C’est à ce moment précis qu’un brouhaha nous est parvenu, quelque chose de sourd au début, puis une cacophonie montante, de plus en plus précise, de plus en plus haineuse. Quand l’escalier s’est mis à trembler, Bernard a foncé pour fermer la porte blindée de la station. De quoi les retarder d’à peine cinq minutes. Je me suis précipité vers l’escalier de service pour aboutir dans une courette vide, puis dans une rue adjacente. Au loin, j’ai vu la meute s’engouffrer entièrement dans le bâtiment, Baptiste en tête. Une silhouette à ses côtés invectivait la foule en anglais et m’a remémoré de façon troublante une scène de Star Wars. J’ai couru une bonne heure dans les rues sans savoir où aller. Mon appartement ne devait plus être que décombres, mes amis avaient ordre de tirer à vue, et j’ai imaginé Paris tout entier mobilisé dans une chasse à l’homme. J’ai erré jusqu’à trois heures du matin, avec la peur au ventre et les larmes aux yeux, j’ai eu envie de m’isoler entre quatre murs pour ne plus jamais en sortir en attendant la fin de la guerre. Dans un coin pourri, j’ai repéré cet hôtel repoussant de laideur.
*
Je m’assois sur le lit sale. Dans un silence total, je parcours des yeux le tracé du papier peint arraché, les graffitis gravés dans le plâtre. Je me passe un peu d’eau sur le visage, au milieu des cafards qui rampent autour de la bonde moisie du lavabo. Tout à coup, j’entends du bruit derrière la porte, ce sont eux, ils m’ont retrouvé, ils vont me faire la peau, je l’ai toujours su, je l’ai déjà accepté. La peur me vrille à nouveau les entrailles, je laisse échapper une petite plainte d’enfant et me reprends tout de suite. Cette peur me fait honte. Le bruit n’est pas fracassant, pourtant. Un son étrange, un choc feutré. Il s’estompe lentement. Je soupire un grand coup, soulagé. Je m’allonge. Les yeux clos, je laisse une foule d’images vagabonder dans ma tête, sans chercher à les maîtriser.

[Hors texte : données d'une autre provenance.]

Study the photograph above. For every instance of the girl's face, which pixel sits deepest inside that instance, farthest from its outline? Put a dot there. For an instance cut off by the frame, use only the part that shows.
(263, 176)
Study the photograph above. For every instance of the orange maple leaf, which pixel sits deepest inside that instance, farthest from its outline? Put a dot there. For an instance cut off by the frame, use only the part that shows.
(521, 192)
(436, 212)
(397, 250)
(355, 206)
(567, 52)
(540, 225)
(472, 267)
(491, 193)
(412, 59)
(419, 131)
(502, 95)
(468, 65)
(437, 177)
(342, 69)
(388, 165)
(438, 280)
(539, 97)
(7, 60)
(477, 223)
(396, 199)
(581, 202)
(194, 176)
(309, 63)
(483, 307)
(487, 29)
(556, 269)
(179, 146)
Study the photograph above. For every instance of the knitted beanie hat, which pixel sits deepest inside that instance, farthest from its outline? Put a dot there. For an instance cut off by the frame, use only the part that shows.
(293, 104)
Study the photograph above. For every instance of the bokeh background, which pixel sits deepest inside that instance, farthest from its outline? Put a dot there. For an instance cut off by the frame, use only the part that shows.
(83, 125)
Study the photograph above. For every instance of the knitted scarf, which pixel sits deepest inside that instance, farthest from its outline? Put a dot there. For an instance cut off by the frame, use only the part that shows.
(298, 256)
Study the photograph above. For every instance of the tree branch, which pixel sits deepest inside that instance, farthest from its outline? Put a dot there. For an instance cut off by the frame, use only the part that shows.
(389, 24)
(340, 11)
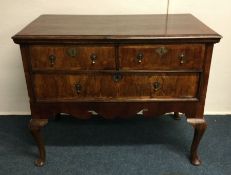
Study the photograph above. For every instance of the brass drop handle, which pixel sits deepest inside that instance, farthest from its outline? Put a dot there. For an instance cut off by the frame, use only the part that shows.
(156, 86)
(52, 59)
(161, 51)
(140, 57)
(182, 58)
(117, 77)
(78, 88)
(93, 58)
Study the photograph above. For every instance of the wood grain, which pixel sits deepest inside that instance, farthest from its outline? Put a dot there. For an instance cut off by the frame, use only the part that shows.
(103, 87)
(193, 57)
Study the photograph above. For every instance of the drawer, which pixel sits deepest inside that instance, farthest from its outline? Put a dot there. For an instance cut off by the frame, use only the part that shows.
(115, 86)
(162, 57)
(72, 57)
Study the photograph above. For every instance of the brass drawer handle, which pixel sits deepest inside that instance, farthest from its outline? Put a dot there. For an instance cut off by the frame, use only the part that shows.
(52, 59)
(93, 58)
(182, 58)
(156, 86)
(117, 77)
(140, 57)
(161, 51)
(78, 88)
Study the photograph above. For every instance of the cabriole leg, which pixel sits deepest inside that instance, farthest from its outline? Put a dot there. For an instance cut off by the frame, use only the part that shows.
(35, 126)
(200, 126)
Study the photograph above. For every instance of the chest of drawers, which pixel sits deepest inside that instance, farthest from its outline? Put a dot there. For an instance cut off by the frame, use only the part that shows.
(116, 66)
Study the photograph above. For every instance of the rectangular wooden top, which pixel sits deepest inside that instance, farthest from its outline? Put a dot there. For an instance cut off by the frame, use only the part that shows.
(175, 26)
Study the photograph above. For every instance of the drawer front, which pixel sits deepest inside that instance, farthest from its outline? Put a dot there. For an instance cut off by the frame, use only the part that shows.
(72, 57)
(113, 86)
(162, 57)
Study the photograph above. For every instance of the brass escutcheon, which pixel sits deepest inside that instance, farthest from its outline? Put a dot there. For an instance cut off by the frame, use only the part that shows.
(72, 52)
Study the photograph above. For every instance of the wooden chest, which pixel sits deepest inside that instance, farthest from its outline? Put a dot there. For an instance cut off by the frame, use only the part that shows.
(116, 66)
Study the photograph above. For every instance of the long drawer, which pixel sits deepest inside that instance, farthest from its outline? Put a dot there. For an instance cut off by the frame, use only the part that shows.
(72, 57)
(115, 86)
(162, 57)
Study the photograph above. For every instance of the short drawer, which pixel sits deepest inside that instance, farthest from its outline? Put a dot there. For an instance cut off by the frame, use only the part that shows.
(72, 57)
(116, 86)
(162, 57)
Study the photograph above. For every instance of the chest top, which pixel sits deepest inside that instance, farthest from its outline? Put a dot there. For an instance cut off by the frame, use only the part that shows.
(177, 26)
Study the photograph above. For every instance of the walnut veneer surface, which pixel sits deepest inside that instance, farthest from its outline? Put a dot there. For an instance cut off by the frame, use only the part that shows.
(116, 66)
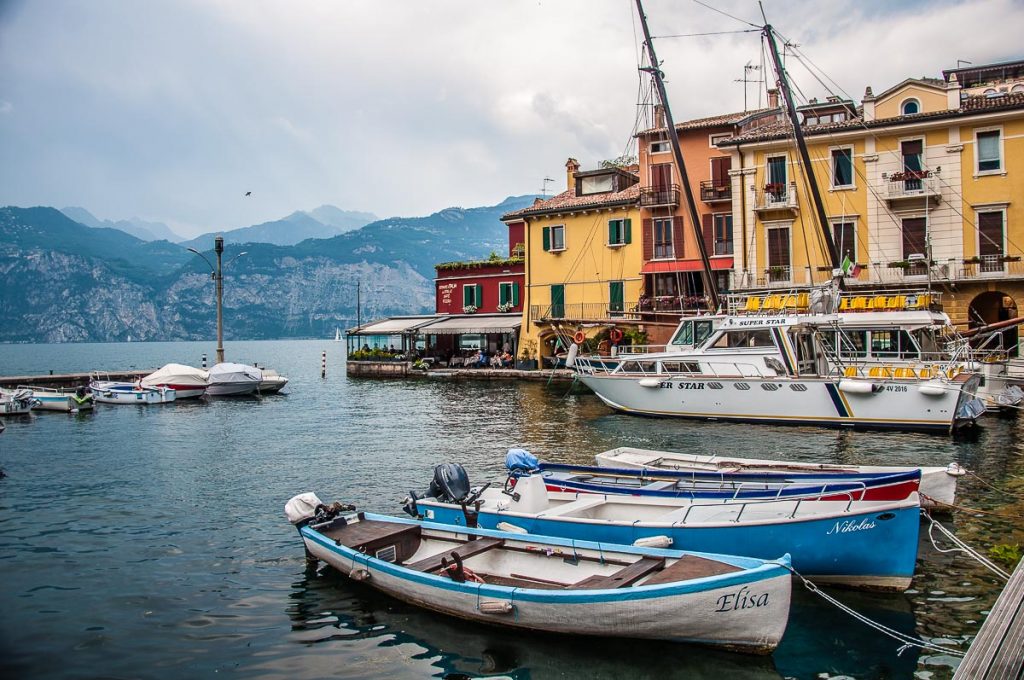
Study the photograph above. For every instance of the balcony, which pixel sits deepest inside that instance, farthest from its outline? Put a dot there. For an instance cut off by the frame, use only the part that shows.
(714, 193)
(777, 198)
(659, 197)
(908, 187)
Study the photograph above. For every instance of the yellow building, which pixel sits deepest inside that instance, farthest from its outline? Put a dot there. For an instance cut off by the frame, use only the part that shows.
(584, 256)
(921, 184)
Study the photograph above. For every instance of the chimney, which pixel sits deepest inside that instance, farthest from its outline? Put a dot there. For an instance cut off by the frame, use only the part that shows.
(571, 166)
(658, 116)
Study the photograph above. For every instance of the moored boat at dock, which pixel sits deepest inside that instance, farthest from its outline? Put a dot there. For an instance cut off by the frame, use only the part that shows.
(868, 544)
(555, 585)
(938, 484)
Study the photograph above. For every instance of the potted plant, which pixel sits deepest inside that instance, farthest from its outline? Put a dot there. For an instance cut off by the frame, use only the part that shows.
(527, 355)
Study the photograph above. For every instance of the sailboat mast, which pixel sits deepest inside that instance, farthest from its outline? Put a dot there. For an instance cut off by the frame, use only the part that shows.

Je suis loin, dans un pays inconnu, là où la chaleur et la misère envahissent les rues et les êtres.
Je vois.
Je vois un homme. Les tempes grises, les yeux résignés, assis par terre, les genoux ramenés vers lui, près d’une cuvette en émail ébréché. Il est maigre à faire peur. Ses gestes sont trop lents. Une barbe folle lui a mangé tout le visage. Aussi longtemps qu’il vivra, ses yeux ne riront plus jamais. Des bottes martèlent le couloir, il dresse l’oreille. Elles passent très exactement vingt et une fois par jour, il pourrait presque en déduire l’heure qu’il est. Les bottes font entre quarante et quarante-cinq pas à chaque passage. Au second passage de la journée, on entend le tintement des clés qui ouvrent entre une et trois serrures, chaque fois différentes. Cette fois encore, les bottes s’éloignent, il respire une bouffée d’air. Il attend, en silence, que quelqu’un vienne ouvrir cette porte, une bonne fois pour toutes. Certains soirs, il prierait Dieu pour que ça arrive enfin. Il attend depuis si longtemps qu’il a presque oublié ce qu’il faisait là. Il n’avait pas mis le palais royal à feu et à sang, il n’avait pas formé un bataillon de soldats rebelles. Il avait juste dit non quand tous les autres le pensaient si fort. Le courage n’avait rien à y voir, il le fallait, c’est tout. Et il s’était retrouvé là. Des milliers de gens, peut-être des millions, finiraient bien par le savoir, par-delà les océans. Il ne comptait déjà plus sur eux.